Die Region am Mittelrhein mit allen Sinnen entdecken

Zwischen Rüdesheim und Bingen im Süden und dem Beginn des Siebengebirges im Norden (Remagen/Unkel) liegt ein wahrhaft königliches Tal. Wie kaum eine andere Landschaft in Europa, verbinden sich hier außergewöhnliche Natur mit einer über 2000 Jahre alten Kultur - und der majestätisch dahin fließende Rhein verbindet die Höhepunkte dieses Tals, das gleich zwei UNESCO Welterbe in sich birgt. Hier begegnet man auf Schritt und Tritt einer ganz besonderen Symbiose aus Burgen und Schlössern, mittelalterlich anmutenden Orten und wunderbaren WeinKulturLandschaften.
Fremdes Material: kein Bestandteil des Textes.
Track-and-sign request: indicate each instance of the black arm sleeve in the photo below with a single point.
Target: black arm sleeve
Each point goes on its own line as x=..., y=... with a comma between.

Tradition einerseits, aber auch Faszination für eine Entdeckungsreise, die unendlich viele Urlaubserlebnisse für Sie bereithält. Zu Lande durch romantische Gassen und steile Weinterrassen, zu Wasser auf einem der vielen weißen Schiffe und Dampfer und nicht zuletzt in der Luft, wenn der Blick von zahlreichen Aussichtspunkten hoch über dem Rhein das einzigartige Panorama auf das Mittelrheintal enthüllt. Ein Urlaubsparadies, so alt wie die Sagen und Märchen von der schönen Loreley oder den feindlichen Brüdern und doch so jung und modern wie das ARP Museum im Künstlerbahnhof Rolandseck oder die Premium-Wanderwege Rheinsteig und RheinBurgenWeg. Harmonie in Kontrasten zwischen Berg und Tal, von Energie geladenen Aktivferien bis hin zu wohligen Entspannungstagen. Tauchen Sie ein in ein buntes Bilderbuch voller Ideen und Geschichten - zwischen Mäuseturm und Rolandsbogen. Romantischer Rhein Tourismus GmbH An der Königsbach 8 D-56075 Koblenz Tel. +49 (0) 261 - 97 38 47-0 Fax +49 (0) 261 - 97 38 47-14 E-Mail: info‎@‎romantischer-rhein.de Weitere Informationen finden Sie auf unserer Internetseite.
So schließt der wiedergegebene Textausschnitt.